Description-Behavior Mismatch

Medium
Confidence
90% confidence
Finding
The reference guide includes CREATE, MERGE, SET, and DELETE examples even though the skill is described as translating natural-language questions into queries, which implies read-oriented behavior. In an NL-to-query setting, exposing write-capable patterns increases the chance that the agent generates or normalizes destructive or state-changing Cypher from ambiguous user input, enabling unintended database modification.

Missing User Warnings

Medium
Confidence
92% confidence
Finding
The skill explicitly promises to generate executable Cypher/SPARQL queries but does not warn that executing model-generated queries can retrieve broad or sensitive graph data, enable unintended graph traversal, or cause operational impact if write-capable endpoints are used.
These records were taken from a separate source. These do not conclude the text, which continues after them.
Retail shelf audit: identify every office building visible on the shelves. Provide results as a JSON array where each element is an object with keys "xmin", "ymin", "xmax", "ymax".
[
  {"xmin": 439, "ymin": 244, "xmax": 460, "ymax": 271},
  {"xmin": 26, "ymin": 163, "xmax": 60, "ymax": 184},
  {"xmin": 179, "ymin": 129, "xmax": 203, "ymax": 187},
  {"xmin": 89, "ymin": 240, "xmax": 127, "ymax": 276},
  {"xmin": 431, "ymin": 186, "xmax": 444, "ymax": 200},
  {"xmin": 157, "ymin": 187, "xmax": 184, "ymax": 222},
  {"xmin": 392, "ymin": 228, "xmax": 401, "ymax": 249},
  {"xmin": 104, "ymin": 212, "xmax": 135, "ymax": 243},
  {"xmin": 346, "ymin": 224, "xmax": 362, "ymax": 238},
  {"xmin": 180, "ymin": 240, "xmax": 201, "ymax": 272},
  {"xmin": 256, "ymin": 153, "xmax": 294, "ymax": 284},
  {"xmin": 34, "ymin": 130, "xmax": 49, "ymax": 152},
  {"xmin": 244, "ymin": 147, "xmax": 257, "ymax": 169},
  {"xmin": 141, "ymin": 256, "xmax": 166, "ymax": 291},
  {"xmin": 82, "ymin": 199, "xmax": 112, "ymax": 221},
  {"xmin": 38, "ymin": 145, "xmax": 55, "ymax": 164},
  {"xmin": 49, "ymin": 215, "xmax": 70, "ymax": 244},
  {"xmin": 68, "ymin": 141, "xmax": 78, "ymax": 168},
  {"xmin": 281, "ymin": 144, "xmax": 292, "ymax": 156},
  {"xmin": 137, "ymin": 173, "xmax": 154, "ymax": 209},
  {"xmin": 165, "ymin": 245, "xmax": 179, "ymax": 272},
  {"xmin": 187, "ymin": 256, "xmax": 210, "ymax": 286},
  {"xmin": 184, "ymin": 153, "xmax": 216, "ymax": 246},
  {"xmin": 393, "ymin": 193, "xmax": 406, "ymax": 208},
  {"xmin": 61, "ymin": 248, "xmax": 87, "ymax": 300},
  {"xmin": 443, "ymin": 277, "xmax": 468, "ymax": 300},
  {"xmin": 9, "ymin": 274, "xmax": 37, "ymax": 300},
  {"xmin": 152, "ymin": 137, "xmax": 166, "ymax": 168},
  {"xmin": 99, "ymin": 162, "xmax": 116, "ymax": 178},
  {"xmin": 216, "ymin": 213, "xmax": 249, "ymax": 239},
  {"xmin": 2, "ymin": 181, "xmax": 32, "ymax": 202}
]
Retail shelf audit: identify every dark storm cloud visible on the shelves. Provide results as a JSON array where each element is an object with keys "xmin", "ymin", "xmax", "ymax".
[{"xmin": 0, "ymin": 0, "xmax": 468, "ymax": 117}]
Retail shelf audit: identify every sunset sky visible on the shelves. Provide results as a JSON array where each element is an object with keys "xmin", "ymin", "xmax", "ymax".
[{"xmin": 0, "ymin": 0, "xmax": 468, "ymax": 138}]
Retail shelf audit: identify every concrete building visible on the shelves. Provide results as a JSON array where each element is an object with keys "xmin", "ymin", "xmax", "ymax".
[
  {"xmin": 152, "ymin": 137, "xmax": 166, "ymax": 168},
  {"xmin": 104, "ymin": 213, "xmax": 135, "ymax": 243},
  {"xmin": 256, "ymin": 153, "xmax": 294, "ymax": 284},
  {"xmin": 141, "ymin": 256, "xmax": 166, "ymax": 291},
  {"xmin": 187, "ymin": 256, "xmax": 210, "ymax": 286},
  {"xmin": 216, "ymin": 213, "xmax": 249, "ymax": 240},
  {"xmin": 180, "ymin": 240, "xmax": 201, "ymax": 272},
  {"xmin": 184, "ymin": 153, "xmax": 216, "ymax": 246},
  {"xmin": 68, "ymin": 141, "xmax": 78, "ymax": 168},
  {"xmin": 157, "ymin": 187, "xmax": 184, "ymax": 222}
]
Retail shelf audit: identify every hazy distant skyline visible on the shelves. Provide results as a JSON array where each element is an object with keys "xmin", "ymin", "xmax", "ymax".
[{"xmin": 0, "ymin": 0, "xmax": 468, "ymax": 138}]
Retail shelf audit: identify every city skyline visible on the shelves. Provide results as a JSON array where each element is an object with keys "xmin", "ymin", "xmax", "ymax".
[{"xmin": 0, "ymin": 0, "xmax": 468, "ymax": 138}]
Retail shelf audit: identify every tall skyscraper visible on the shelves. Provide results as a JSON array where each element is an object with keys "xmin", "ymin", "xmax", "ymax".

In this context, natural-language-to-query translation is inherently higher risk because vague user prompts can be turned into overbroad data access without human review.

Missing User Warnings

Low
Confidence
82% confidence
Finding
Destructive operations are presented without warnings, approval requirements, or safe-execution guidance. This makes it easier for downstream users or an agent consuming the guide to treat DELETE or update statements as routine examples, increasing the likelihood of accidental destructive execution.

VirusTotal

65/65 vendors flagged this skill as clean.